Adaptability vs Vision in Leaders

By: van Orsouw 03-04-2018

Categories:** HR Change Management, ** HR daily news,

Adaptability vs Vision in Leaders

Change is an ever present feature of today’s world. This is especially true in the world of business. The complexity of doing business can give rise to a tension between a company’s vision, and the organizational adaptability that the firm needs to adopt in order to maintain that vision. With the pace of change increasing, a variety of leadership skills are urgently needed, as well as a strategy to determine which skill to use for a given challenge.

In 2010, IBM’s CEO study reported that the rising rate of complexity associated with the fast paced nature of technological innovation and connectedness, and the uncertainty associated with both, was the biggest challenge facing organizational leaders around the world. Among the many factors analysed in the study, creativity was selected as the main one to allow organizations to successfully navigate the complexity of the modern world.
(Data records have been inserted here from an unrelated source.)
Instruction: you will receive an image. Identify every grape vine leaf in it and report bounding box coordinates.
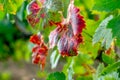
[93,0,120,12]
[107,16,120,46]
[50,50,61,69]
[96,71,120,80]
[45,0,63,12]
[47,72,66,80]
[92,15,113,49]
[100,61,120,75]
[102,53,115,64]
[3,0,24,14]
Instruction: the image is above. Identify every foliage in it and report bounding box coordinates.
[0,0,120,80]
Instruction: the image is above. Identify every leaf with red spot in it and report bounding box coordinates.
[49,26,65,48]
[27,0,45,27]
[28,0,40,14]
[30,33,43,45]
[57,30,83,56]
[69,4,85,35]
[32,45,48,69]
[30,33,48,69]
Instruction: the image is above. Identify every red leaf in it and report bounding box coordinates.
[32,44,48,69]
[49,26,64,48]
[27,0,46,27]
[28,0,40,14]
[57,30,82,56]
[30,34,43,45]
[69,4,85,35]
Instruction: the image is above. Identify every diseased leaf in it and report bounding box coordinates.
[49,2,85,56]
[69,4,85,35]
[45,0,63,12]
[49,27,64,48]
[47,72,66,80]
[93,0,120,12]
[3,0,24,15]
[50,50,60,69]
[30,33,48,69]
[92,15,113,49]
[101,61,120,75]
[107,16,120,40]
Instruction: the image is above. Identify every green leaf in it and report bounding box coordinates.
[3,0,24,14]
[96,72,120,80]
[102,53,115,64]
[107,16,120,46]
[93,64,104,80]
[47,72,66,80]
[101,61,120,75]
[93,0,120,12]
[92,15,113,49]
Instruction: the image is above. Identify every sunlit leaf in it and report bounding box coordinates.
[50,50,60,69]
[46,72,66,80]
[92,15,113,49]
[93,0,120,12]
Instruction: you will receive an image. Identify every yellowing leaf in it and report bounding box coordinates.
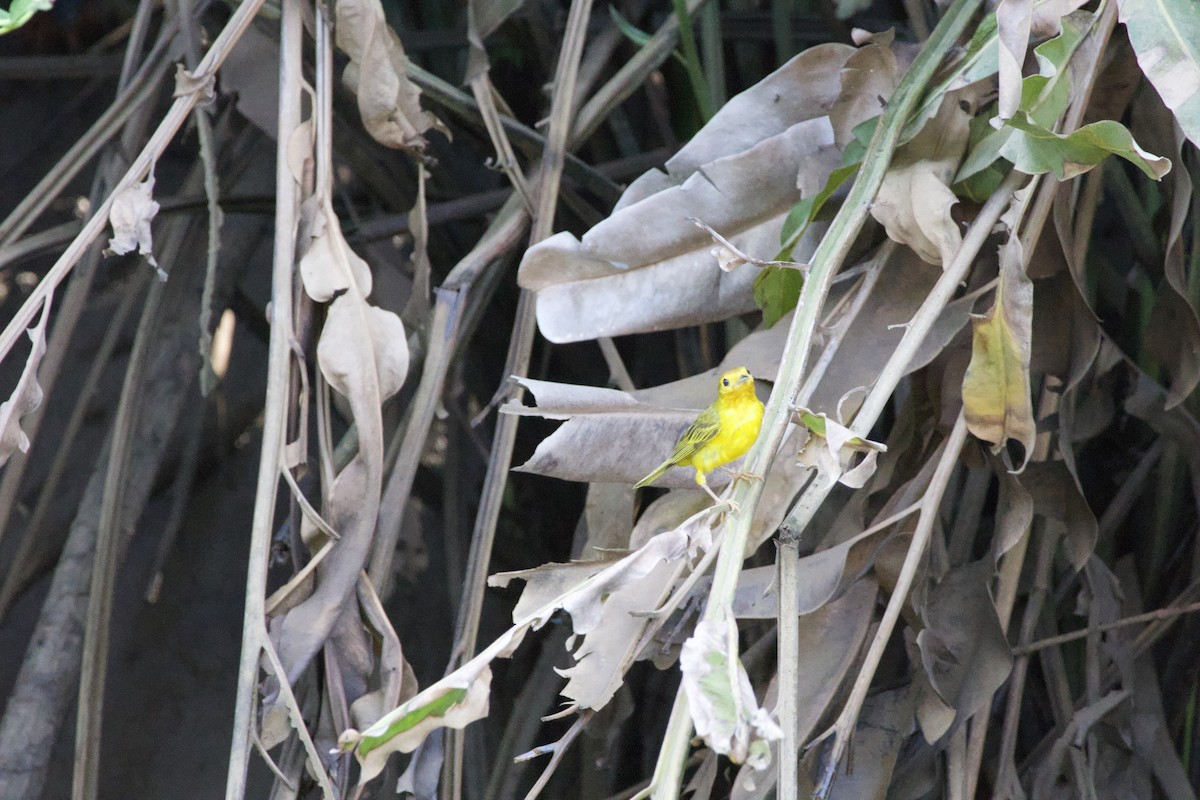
[962,236,1037,471]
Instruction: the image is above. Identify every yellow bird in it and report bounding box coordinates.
[634,367,762,503]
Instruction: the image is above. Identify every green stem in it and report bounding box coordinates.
[673,0,715,122]
[654,0,982,796]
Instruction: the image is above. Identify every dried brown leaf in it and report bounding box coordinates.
[917,558,1013,734]
[336,0,449,155]
[871,94,971,267]
[104,174,158,266]
[679,616,784,771]
[829,34,900,150]
[731,578,878,800]
[518,46,853,342]
[996,0,1033,127]
[0,297,50,467]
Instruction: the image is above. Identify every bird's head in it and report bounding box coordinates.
[716,367,754,397]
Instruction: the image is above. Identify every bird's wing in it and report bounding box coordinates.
[670,405,721,464]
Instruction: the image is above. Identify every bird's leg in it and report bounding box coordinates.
[696,469,740,513]
[718,467,762,485]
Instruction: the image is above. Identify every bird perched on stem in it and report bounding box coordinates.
[634,367,762,503]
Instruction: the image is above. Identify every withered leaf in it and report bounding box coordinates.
[336,0,448,154]
[871,92,971,267]
[0,297,50,465]
[104,174,158,266]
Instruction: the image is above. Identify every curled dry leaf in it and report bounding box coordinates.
[1117,0,1200,145]
[104,175,161,267]
[271,196,409,682]
[0,297,50,467]
[338,513,713,783]
[500,325,787,488]
[679,616,784,770]
[962,235,1037,471]
[336,0,449,154]
[992,0,1033,127]
[518,44,854,342]
[797,408,888,489]
[691,218,805,272]
[829,32,900,150]
[871,92,971,267]
[917,558,1013,742]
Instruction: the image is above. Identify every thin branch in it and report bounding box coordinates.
[1013,602,1200,656]
[775,535,800,798]
[0,0,271,361]
[225,0,304,800]
[514,710,595,800]
[652,0,993,796]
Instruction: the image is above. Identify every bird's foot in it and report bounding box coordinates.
[720,467,762,486]
[700,483,742,513]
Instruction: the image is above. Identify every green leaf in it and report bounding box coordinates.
[608,6,688,68]
[775,162,862,261]
[358,688,467,758]
[1117,0,1200,145]
[953,158,1013,203]
[954,17,1091,182]
[1000,112,1171,180]
[0,0,54,35]
[962,236,1037,473]
[754,266,804,327]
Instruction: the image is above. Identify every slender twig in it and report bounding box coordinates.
[470,72,533,213]
[0,18,179,248]
[225,0,304,800]
[0,270,150,618]
[0,0,264,371]
[446,0,592,800]
[71,281,167,800]
[0,0,169,563]
[516,710,595,800]
[652,0,988,798]
[775,535,800,798]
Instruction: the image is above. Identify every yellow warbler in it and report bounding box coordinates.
[634,367,762,503]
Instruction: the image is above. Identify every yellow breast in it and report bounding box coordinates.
[691,384,762,474]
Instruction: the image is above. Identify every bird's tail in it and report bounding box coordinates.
[634,458,674,489]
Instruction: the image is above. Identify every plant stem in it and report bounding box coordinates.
[226,0,304,800]
[654,0,979,796]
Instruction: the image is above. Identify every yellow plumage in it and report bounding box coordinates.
[634,367,762,501]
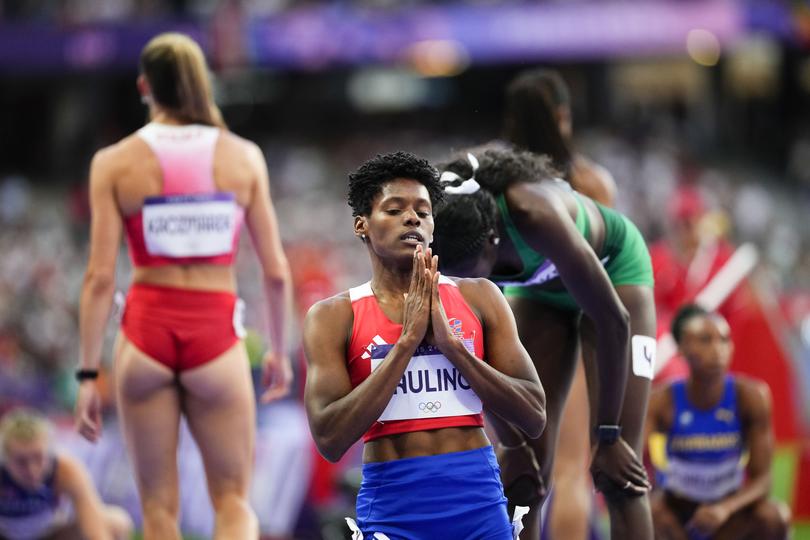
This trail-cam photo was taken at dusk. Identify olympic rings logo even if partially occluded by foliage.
[419,401,442,412]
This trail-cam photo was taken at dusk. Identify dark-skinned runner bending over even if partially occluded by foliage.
[304,152,545,540]
[434,147,655,540]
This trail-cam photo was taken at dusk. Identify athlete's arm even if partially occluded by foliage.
[691,377,773,534]
[509,185,630,425]
[56,455,113,540]
[76,147,123,441]
[304,250,432,461]
[245,143,292,403]
[431,273,546,439]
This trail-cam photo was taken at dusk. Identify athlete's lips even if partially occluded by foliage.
[399,231,425,244]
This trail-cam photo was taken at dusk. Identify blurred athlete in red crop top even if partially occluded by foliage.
[76,34,291,540]
[304,152,545,540]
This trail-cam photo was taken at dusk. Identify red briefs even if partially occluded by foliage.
[121,283,244,372]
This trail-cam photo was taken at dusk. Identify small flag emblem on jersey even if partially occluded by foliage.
[447,318,464,339]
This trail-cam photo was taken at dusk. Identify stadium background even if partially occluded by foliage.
[0,0,810,538]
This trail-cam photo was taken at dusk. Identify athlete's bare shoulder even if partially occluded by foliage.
[571,154,616,206]
[217,129,263,158]
[732,374,771,416]
[450,277,503,318]
[306,291,352,324]
[91,133,154,177]
[448,276,500,298]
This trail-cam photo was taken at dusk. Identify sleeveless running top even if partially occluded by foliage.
[124,123,244,266]
[664,376,743,502]
[489,179,591,287]
[347,276,484,442]
[0,458,68,540]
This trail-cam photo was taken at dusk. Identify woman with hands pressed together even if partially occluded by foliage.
[304,152,545,540]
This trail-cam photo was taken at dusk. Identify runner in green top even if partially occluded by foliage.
[433,147,656,539]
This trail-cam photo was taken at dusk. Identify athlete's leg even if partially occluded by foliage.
[581,285,656,540]
[650,491,689,540]
[712,499,790,540]
[115,334,180,540]
[104,505,134,540]
[545,362,593,540]
[492,297,580,540]
[180,342,259,539]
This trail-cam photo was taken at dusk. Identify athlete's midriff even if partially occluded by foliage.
[363,426,491,463]
[132,264,236,292]
[347,276,482,452]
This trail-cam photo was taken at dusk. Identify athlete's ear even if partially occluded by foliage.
[135,73,152,97]
[354,216,368,244]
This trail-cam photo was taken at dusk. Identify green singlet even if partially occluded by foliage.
[490,191,653,311]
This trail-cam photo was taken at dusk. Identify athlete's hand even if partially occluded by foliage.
[75,380,101,442]
[402,245,433,345]
[496,444,546,512]
[686,504,731,538]
[259,351,292,403]
[428,255,458,354]
[591,438,650,495]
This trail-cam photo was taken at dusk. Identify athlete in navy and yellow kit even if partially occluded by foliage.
[646,306,788,540]
[304,152,545,540]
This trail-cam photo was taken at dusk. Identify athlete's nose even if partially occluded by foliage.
[403,206,422,227]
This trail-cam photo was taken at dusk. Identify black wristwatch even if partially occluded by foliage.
[594,424,622,444]
[76,369,98,382]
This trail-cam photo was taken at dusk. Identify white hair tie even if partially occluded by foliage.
[439,153,481,195]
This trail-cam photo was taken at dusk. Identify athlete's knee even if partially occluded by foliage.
[211,490,254,516]
[650,496,682,538]
[752,500,790,540]
[141,493,180,522]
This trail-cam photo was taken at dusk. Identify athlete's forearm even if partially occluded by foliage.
[79,269,115,369]
[264,271,292,355]
[442,340,546,438]
[596,318,630,425]
[715,473,771,515]
[310,339,418,461]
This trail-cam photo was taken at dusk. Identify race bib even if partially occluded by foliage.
[665,457,743,502]
[371,346,482,422]
[142,193,239,257]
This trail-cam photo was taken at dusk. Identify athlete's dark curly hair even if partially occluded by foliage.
[503,69,573,176]
[433,144,559,274]
[670,304,709,345]
[347,152,444,216]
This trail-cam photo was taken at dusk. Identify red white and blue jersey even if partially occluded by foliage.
[124,123,244,266]
[347,276,484,442]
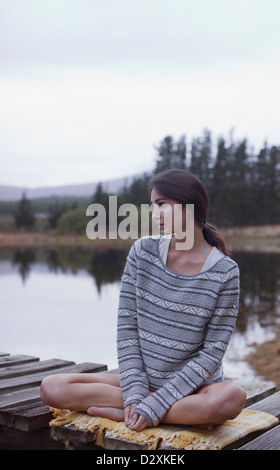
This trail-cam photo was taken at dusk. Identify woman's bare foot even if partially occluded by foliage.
[87,406,124,421]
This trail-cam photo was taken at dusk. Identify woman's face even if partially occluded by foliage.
[151,189,186,235]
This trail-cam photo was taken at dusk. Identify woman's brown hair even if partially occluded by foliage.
[149,169,230,255]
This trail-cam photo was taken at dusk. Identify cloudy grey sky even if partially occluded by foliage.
[0,0,280,187]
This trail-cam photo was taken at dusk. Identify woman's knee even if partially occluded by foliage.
[40,374,68,408]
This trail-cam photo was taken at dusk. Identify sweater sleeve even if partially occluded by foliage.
[117,243,149,406]
[135,265,239,426]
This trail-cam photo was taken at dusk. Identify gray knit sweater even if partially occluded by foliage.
[117,237,239,426]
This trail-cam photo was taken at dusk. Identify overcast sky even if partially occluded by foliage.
[0,0,280,188]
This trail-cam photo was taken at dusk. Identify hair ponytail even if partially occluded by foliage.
[202,223,231,256]
[149,169,230,255]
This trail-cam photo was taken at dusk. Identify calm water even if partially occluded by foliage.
[0,249,280,381]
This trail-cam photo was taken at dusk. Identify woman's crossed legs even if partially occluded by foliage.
[41,372,246,431]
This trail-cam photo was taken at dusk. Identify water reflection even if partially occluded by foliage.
[7,248,280,333]
[6,248,127,292]
[0,248,280,381]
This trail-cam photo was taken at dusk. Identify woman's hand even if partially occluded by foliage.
[124,403,149,432]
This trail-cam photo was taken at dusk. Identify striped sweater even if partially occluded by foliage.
[117,237,239,426]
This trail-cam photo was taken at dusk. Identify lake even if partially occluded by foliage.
[0,248,280,381]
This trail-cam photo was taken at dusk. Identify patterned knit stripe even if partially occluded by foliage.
[118,239,239,424]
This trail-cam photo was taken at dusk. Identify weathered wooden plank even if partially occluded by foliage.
[0,398,48,431]
[0,387,40,410]
[0,362,107,394]
[0,359,75,380]
[0,426,65,450]
[13,402,52,432]
[225,391,280,450]
[248,391,280,419]
[0,354,39,371]
[238,425,280,450]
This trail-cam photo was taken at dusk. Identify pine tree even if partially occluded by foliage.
[14,193,36,230]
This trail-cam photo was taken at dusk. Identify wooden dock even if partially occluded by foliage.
[0,353,280,450]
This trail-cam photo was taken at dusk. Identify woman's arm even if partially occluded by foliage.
[135,266,239,426]
[117,241,149,407]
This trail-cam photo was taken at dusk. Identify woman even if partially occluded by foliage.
[41,170,246,431]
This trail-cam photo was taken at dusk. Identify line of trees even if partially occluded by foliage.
[10,129,280,233]
[155,129,280,226]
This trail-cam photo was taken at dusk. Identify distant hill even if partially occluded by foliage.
[0,175,142,201]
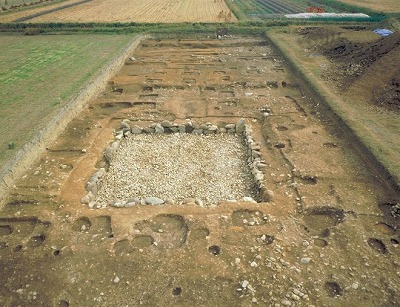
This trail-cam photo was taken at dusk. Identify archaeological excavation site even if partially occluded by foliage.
[0,36,400,307]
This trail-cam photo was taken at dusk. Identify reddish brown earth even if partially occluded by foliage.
[324,31,400,112]
[0,38,400,306]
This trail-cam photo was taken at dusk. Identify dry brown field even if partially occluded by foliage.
[32,0,236,23]
[340,0,400,13]
[0,0,81,22]
[0,37,400,306]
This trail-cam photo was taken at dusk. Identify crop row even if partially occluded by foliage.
[256,0,305,14]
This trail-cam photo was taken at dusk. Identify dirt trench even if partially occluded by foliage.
[0,37,400,306]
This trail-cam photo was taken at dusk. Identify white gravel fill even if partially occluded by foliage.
[97,133,255,205]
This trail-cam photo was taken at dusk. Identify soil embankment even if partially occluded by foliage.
[0,35,145,206]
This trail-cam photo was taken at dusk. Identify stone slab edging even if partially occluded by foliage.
[0,35,150,203]
[81,118,273,209]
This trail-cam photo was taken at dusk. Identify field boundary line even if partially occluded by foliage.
[0,34,150,208]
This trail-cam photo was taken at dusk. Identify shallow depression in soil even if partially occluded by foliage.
[97,134,256,205]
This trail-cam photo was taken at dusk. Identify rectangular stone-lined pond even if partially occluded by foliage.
[96,133,256,206]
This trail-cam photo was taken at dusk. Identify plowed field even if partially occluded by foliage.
[32,0,236,23]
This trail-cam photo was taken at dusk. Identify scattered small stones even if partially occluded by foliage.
[300,257,311,264]
[81,119,273,208]
[113,276,121,284]
[208,245,221,256]
[172,287,182,296]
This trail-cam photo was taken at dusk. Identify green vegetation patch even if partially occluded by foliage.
[0,35,132,167]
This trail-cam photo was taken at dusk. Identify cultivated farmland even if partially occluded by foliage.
[28,0,236,23]
[0,35,132,170]
[339,0,400,13]
[0,35,400,306]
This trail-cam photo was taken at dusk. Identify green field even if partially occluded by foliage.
[0,35,132,167]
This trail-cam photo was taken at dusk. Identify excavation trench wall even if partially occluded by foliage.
[0,35,149,206]
[264,33,400,195]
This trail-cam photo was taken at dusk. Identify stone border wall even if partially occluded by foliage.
[81,119,272,209]
[0,35,149,207]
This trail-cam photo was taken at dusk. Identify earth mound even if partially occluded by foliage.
[322,32,400,111]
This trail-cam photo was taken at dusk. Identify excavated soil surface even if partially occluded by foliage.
[320,31,400,112]
[0,38,400,306]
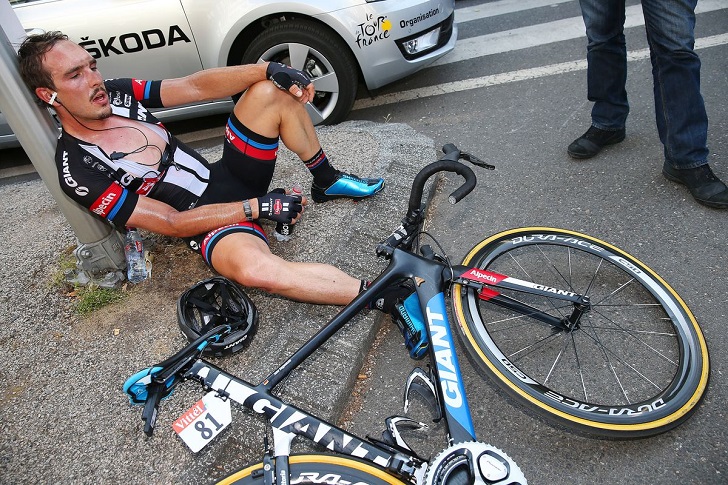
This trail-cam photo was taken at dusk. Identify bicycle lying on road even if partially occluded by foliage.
[124,145,709,485]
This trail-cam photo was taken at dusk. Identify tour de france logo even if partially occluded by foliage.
[356,13,392,49]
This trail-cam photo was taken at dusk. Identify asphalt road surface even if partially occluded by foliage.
[351,0,728,484]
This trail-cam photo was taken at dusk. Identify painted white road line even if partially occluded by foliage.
[353,33,728,110]
[455,0,576,23]
[431,0,728,67]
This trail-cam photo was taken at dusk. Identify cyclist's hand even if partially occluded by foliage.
[265,62,314,102]
[258,189,303,224]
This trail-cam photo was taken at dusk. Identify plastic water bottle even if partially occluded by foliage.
[124,227,147,284]
[274,184,303,241]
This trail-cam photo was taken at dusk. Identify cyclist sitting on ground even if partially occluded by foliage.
[18,32,424,354]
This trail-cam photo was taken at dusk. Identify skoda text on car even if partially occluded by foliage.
[0,0,457,147]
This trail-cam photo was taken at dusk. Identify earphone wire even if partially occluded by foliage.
[54,102,164,167]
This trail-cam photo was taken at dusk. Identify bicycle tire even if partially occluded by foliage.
[453,227,709,438]
[218,453,408,485]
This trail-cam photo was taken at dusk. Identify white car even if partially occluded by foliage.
[0,0,457,148]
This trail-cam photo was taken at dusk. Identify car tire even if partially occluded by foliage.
[242,19,358,125]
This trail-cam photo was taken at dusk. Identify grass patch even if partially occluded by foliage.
[51,246,128,316]
[72,285,127,316]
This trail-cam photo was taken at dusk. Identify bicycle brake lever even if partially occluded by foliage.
[460,152,495,170]
[142,382,164,436]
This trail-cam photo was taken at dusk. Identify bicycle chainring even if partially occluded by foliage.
[425,441,528,485]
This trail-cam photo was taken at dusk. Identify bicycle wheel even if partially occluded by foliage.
[218,454,407,485]
[453,227,709,438]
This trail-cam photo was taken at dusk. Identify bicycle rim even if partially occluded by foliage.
[453,227,709,438]
[218,454,408,485]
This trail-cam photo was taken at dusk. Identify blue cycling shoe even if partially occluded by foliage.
[390,293,429,360]
[311,172,384,202]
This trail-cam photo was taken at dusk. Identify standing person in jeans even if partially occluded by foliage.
[567,0,728,209]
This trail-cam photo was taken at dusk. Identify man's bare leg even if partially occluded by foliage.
[233,82,321,160]
[212,233,361,305]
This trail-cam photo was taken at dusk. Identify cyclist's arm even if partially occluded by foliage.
[160,62,315,107]
[126,197,259,237]
[156,63,268,107]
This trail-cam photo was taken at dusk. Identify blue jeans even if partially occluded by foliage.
[580,0,708,169]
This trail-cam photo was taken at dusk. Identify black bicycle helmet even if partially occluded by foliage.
[177,276,258,357]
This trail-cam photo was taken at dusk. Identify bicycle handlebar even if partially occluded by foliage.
[408,143,477,213]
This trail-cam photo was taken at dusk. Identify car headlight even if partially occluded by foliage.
[402,27,440,55]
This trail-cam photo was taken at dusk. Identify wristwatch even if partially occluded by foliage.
[243,199,253,221]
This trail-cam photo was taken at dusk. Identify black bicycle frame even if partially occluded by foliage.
[184,244,585,483]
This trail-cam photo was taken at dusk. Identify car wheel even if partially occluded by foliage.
[242,19,358,125]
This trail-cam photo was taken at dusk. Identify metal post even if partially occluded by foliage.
[0,1,126,287]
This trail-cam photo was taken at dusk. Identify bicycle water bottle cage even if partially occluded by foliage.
[393,293,429,360]
[124,367,174,404]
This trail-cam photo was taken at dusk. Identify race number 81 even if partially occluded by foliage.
[172,391,232,453]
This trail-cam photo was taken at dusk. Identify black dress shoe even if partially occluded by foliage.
[566,126,624,158]
[662,163,728,209]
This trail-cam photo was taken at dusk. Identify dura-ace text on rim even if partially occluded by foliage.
[453,228,709,437]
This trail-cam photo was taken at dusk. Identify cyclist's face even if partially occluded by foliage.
[39,41,111,121]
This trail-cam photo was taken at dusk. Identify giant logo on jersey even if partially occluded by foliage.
[62,151,88,197]
[89,184,124,217]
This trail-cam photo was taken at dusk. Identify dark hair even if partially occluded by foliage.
[18,31,68,101]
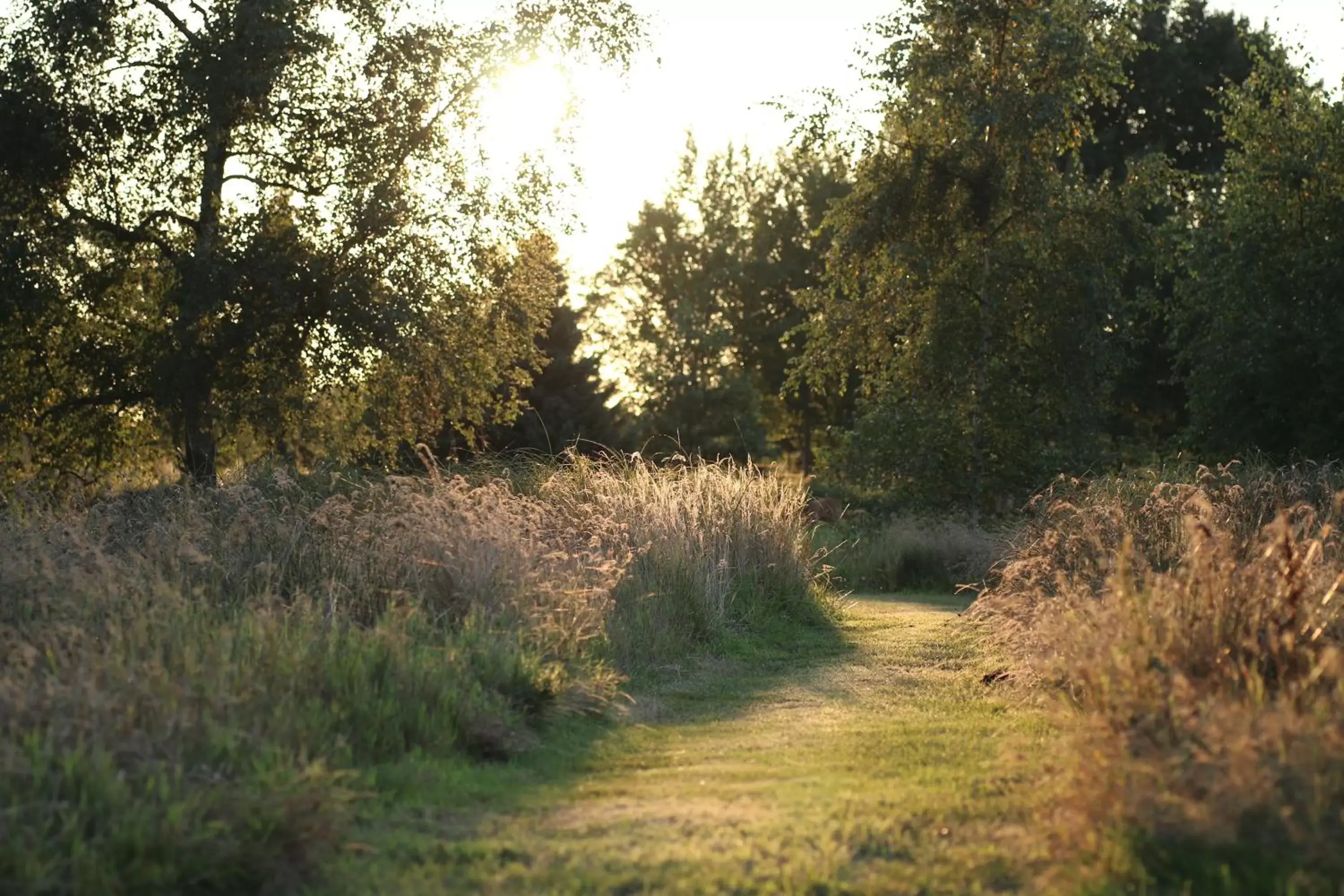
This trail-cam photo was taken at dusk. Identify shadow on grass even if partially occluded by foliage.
[320,610,855,892]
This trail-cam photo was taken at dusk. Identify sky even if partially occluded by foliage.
[470,0,1344,289]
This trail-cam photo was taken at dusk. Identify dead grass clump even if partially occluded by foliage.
[540,457,828,665]
[824,517,1007,592]
[0,470,629,893]
[0,459,820,893]
[974,467,1344,893]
As physicist Amory Lovins commented, “We’ve got 21st century technology and speed colliding head-on with 20th and 19th century institutions, rules and cultures.” Such a situation necessitates adaptability and change.

This is not to say that adaptability is the sole factor in successful leadership for the 21st century. Jeff Childs, Chief Human Resources Officer at Ultra Beauty, defines leadership as “the responsibility of an individual to define a common purpose of vision—a desired outcome—that crystallizes the path of where that individual’s team is going. Secondly, [leadership] is a choice as to how to achieve that desired outcome.” In other words, defining what will be accomplished (the vision) is also important.

A firm which sticks with a vision in isolation from the realities of change exposes itself to unforeseen challenges resulting from the change and, furthermore, will be unprepared to deal with these challenges. At the same time, a firm which prioritises adaptability in the absence of any coherent long term goal means that it has no control over its own future.

The complexity of the global economy has shaken what we thought we knew about management. Some leaders see in this complexity new opportunities. Others feel a growing sense of despondency about an inability to see what the future holds. This is where the confluence of vision and adaptability are most needed. One influences the other. For instance, it has been observed that a leader with vision can help to improve the adaptability of employees, leading to an increase in change-oriented behaviour. The key is to arm organizations with the understanding of a new kind of leadership role, one which prioritises a synthesis of both vision and adaptability. Both strategies are required in today’s fast changing world.